How to Guarantee You Are Properly Prepared for a Board Meeting

April 24, 2013

Bill Conroy, serial entrepreneur and director at Kareo, Prognosis, and AtTask shares why having a control book is one key to bringing greater speed and productivity to board meetings.

How to Run a Board Meeting Preparation and Protocol

Board meetings too often turn into a slog through status reports and numbers. Even if you’re on track to power through on time, all it takes is one board member asking for a number to be reflected in a different way to derail the train. Those small requests set off a chain reaction of reporting changes that is felt down the ranks and distracts too much of the company.
Bill Conroy, formerly CEO of Initiate Systems and currently a director at Kareo, Prognosis, and AtTask is a seasoned boardroom veteran who has often been “in companies where everybody is running up and down the hallways” hours before the board meeting is set to begin, frantically trying to finish preparations and reports.

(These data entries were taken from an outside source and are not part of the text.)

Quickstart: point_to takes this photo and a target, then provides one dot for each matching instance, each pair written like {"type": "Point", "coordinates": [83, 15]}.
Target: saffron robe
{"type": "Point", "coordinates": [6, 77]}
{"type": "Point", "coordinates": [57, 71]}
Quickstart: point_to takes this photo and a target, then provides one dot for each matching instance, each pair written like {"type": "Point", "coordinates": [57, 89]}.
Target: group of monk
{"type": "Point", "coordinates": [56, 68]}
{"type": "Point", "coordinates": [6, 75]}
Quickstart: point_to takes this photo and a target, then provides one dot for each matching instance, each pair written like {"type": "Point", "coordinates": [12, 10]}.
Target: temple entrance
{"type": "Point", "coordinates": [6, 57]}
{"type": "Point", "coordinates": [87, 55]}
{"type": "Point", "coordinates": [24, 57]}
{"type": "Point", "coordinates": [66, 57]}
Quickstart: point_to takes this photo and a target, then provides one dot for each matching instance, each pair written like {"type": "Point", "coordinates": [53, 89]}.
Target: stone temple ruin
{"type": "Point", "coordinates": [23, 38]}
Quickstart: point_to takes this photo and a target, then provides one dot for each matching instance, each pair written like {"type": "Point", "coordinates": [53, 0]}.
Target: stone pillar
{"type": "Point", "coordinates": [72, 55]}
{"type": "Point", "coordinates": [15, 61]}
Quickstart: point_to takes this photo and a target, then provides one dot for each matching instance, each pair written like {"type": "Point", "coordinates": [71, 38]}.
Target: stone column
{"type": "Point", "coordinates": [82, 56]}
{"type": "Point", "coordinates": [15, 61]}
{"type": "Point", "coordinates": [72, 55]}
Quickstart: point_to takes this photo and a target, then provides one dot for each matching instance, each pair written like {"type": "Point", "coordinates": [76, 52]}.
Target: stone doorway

He has two remedies for manic board meeting preparation: 1) the control book; and 2) a management meeting prior to the board meeting.

The Control Book: “A source of truth”

Conroy calls the control book “a source of truth,” and considers it the only reporting that really matters. “It is published monthly to the board, as well as to the management team,” he says, eliminating the scramble before the meeting and the numbers update during the meeting since “the directors have been getting the control book in the same format all of the time.”
Inside the control book, board members find performance metrics, a profit and loss breakdown, a cash statement, a retention report, growth drivers, and any other salient reports that you know the board is after. The key is to make sure that all of the numbers are included and presented in the same format month after month. That way, Conroy says, “there is no discussion about what the numbers are in the board meeting, which is a total waste of time,” and you can focus on “what the numbers mean.”

The Management Meeting: “80% of the board meeting”

Conroy recommends holding your management meeting one or two days prior to the board meeting. The format and deliverables for the management meeting should be 80% of what’s needed in the board meeting, making it an excellent form of board meeting preparation.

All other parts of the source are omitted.